Diaphanie is a project two years in the making. Her original plan was to release music in the spring and tour in the summer and fall for the first time as Diaphanie. Then COVID-19 hit and, like many artists, her plans changed.
“I got really depressed and uninterested in making music or being creative. I felt lonely, (like) a lot of people did, so I ended up reaching out to a couple of close friends who are also artists and were also feeling unfulfilled creatively and reevaluating art as a career,” Diaphanie says. “So I said ‘let’s play a game. Let’s make collaboration from afar.’”
Guitarist Matt Dirks sent her a guitar track, and she wrote a complete set of lyrics before she tossed them out, to write, as Diaphanie says, laughing, “something better” for Dirks’ track. In August, they dropped the single and released the music video.
Directed by Samanta Katz, the whimsical video features Diaphanie collaborators Matt Dirks and Elessar Thiessen and their playful folky song. They shot the film guerilla-style in three hours, in a field of warming huts.
“It is not the new sound, but it is part of it,” Diaphanie says. She is inspired by Caroline Polachek and Rina Sawayama, two musicians who demonstrate a broad appreciation of genres in single albums.
“I don’t have to have a specific sound that I need to stick to. That was part of what made ATLAAS stifling. I wanted to explore different things, and I didn’t feel it was the place to do that,” she says.
With Diaphanie, she wanted to embrace her feminine side, saying, “I chose (ATLAAS) because it’s gender-neutral and doesn’t necessarily bring forth the feminine or the masculine. I did that as a way of hiding myself. I’ve started this new project. I wanted it to be 100 per cent me. I wanted it to be focused on me as a person and less on an idea,” Diaphanie says.
The word she chose to describe her new vibe was diaphanous, to which she added an “ie” to make it sound more feminine. She then found out that diaphanie is the art of recreating stained glass on translucent paper. “It was perfect,” Diaphanie says.
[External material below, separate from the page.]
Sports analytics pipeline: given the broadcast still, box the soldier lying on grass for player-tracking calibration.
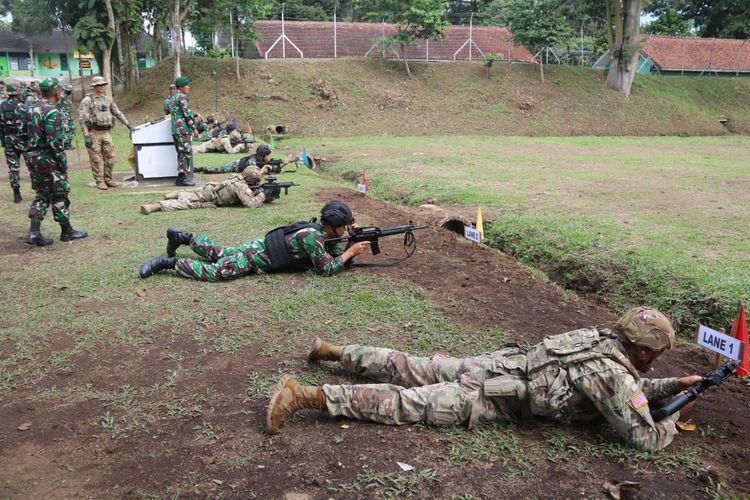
[266,307,702,450]
[139,200,369,281]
The shift in musical direction also comes with a shift in management. ATLAAS was a self-managed project, but Diaphanie is managed by Winnipeg actor Jessina Cheffins. Giving away some of that responsibility has eased the stress of having a career in the arts off Diaphanie’s shoulders.
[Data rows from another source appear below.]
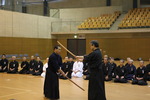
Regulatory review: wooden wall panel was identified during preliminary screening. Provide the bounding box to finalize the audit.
[86,38,150,60]
[0,37,56,59]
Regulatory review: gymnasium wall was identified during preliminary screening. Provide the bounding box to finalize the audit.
[57,33,150,60]
[0,37,56,59]
[27,0,137,15]
[0,10,59,59]
[0,10,60,38]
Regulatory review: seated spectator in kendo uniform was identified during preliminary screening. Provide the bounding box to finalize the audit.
[102,58,112,81]
[110,57,117,78]
[125,57,131,66]
[114,60,128,83]
[7,56,19,74]
[0,54,8,72]
[41,58,49,78]
[28,56,37,74]
[83,56,90,80]
[19,57,29,74]
[60,57,72,79]
[132,60,147,85]
[146,58,150,81]
[32,57,43,76]
[125,59,136,80]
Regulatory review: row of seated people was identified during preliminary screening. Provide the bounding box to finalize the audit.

“At a certain point, I was considering quitting music, because I was so exhausted, depleted and overwhelmed. I realized that I just couldn’t keep doing it alone,” she says.
In the months ahead, Diaphanie intends to release more new singles.
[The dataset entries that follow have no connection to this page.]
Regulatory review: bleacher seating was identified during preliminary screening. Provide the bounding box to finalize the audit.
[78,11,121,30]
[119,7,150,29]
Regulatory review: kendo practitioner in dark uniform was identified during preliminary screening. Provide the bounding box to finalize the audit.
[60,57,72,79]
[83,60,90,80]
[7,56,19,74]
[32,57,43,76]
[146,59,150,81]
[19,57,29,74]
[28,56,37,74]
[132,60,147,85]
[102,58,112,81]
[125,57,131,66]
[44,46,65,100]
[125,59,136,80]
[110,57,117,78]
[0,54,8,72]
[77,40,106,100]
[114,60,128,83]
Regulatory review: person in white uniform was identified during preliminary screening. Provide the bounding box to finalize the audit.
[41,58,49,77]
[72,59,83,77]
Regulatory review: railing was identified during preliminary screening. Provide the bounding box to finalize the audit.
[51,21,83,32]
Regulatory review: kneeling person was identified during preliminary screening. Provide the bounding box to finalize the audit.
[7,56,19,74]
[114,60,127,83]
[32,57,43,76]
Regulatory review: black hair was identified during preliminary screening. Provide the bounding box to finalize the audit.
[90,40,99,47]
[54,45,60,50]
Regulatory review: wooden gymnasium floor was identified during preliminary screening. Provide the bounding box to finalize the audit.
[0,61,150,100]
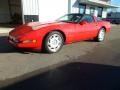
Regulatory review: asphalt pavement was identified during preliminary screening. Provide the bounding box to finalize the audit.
[0,26,120,90]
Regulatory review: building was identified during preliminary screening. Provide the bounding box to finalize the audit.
[0,0,117,23]
[106,12,120,24]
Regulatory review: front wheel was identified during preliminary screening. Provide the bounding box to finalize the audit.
[95,28,106,42]
[44,31,64,53]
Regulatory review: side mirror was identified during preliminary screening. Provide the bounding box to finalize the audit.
[80,20,88,25]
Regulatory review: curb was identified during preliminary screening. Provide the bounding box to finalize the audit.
[0,28,13,34]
“I’ve let go of the fear that if I make something different than what I made before, that people won’t like it,” she says. “I’ve really loved people’s response to “Something Better,” but the baseline for me is making music that I’m really proud of and not worrying about what is going to happen after that.”
Diaphanie’s single “Something Better” is streaming on Spotify and Apple Music and available for purchase on Bandcamp. Her next single, “Crossfaded,” will be available on Oct. 23.
Published in Volume 75, Number 05 of The Uniter (October 8, 2020)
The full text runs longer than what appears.